Weber contributed over 1200 medical articles and wrote 23 books over a period of 50 years. In 1922, he, along with his wife, published a philosophical medical tome called Aspects of Death and Correlated Aspects of Life in Art, Epigram, and Poetry. Weber was a prodigious describer of new and unique dermatological terms.

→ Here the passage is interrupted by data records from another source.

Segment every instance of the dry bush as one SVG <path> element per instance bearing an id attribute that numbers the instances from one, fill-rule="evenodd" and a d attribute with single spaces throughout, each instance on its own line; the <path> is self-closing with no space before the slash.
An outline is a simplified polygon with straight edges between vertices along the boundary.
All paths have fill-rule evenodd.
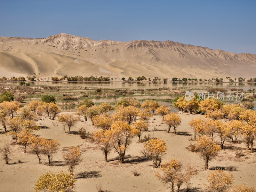
<path id="1" fill-rule="evenodd" d="M 132 173 L 133 174 L 134 176 L 139 176 L 140 175 L 140 173 L 138 172 L 137 170 L 135 170 L 132 171 Z"/>
<path id="2" fill-rule="evenodd" d="M 9 161 L 11 160 L 10 156 L 12 155 L 12 150 L 10 144 L 5 143 L 0 149 L 0 153 L 5 161 L 5 164 L 9 164 Z"/>
<path id="3" fill-rule="evenodd" d="M 89 132 L 87 132 L 84 127 L 81 127 L 78 131 L 78 133 L 82 139 L 85 139 L 90 137 Z"/>
<path id="4" fill-rule="evenodd" d="M 188 147 L 185 147 L 185 148 L 191 152 L 197 152 L 198 151 L 196 149 L 196 145 L 194 144 L 190 143 Z"/>
<path id="5" fill-rule="evenodd" d="M 148 134 L 144 136 L 144 137 L 140 139 L 140 142 L 141 143 L 145 143 L 148 141 L 153 139 L 154 137 L 152 137 L 150 134 Z"/>
<path id="6" fill-rule="evenodd" d="M 96 185 L 95 186 L 95 187 L 97 189 L 97 192 L 106 192 L 106 189 L 103 188 L 102 184 L 101 183 L 99 183 L 98 185 Z"/>
<path id="7" fill-rule="evenodd" d="M 24 99 L 25 99 L 25 96 L 18 96 L 14 99 L 14 101 L 19 103 L 22 103 Z"/>
<path id="8" fill-rule="evenodd" d="M 244 156 L 244 155 L 243 153 L 243 149 L 241 150 L 237 150 L 236 152 L 236 157 L 239 158 L 241 156 Z"/>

A comprehensive collection of Weber's papers is kept by the London Wellcome Library.

== Hobby ==
Together with his father, Weber was an avid coin collector; their numismatic collection being donated to several places, such as the Boston Medical Library, the British Museum, the Bodleian Library at Oxford, and Fitzwilliam College at Cambridge. He was a long-standing member of the Royal Numismatic Society, which to this day awards the Parkes Weber Prize.

==Conditions==
His name is ascribed to several disorders such as:

- Klippel–Trénaunay–Weber syndrome: A rare syndrome characterized by enlarged veins and arteries, limb hypertrophy and capillary malformations. Named with Maurice Klippel and Paul Trénaunay.
- (Pfeifer–)Weber–Christian disease: A skin disease characterized by fever and panniculitis with atrophy of the subcutaneous fatty layer of the skin. Named with Victor Pfeifer and Henry Asbury Christian.
- Osler–Weber–Rendu disease: A syndrome characterised by small enlarged blood vessels near the surface of the skin (telangiectasia), as well as the oral, nasal and gastrointestinal mucous membranes. Named with Henri Jules Louis Marie Rendu and William Osler.
- Sturge–Weber syndrome: A congenital disorder involving the brain, skin and eyes. In 1922, Weber reported the first radiologic features of brain atrophy in the disease. Named with William Allen Sturge.
- Weber–Cockayne syndrome: A form of epidermolysis bullosa. Named with Edward Alfred Cockayne.
- Parkes Weber syndrome: A rare congenital vascular malformation.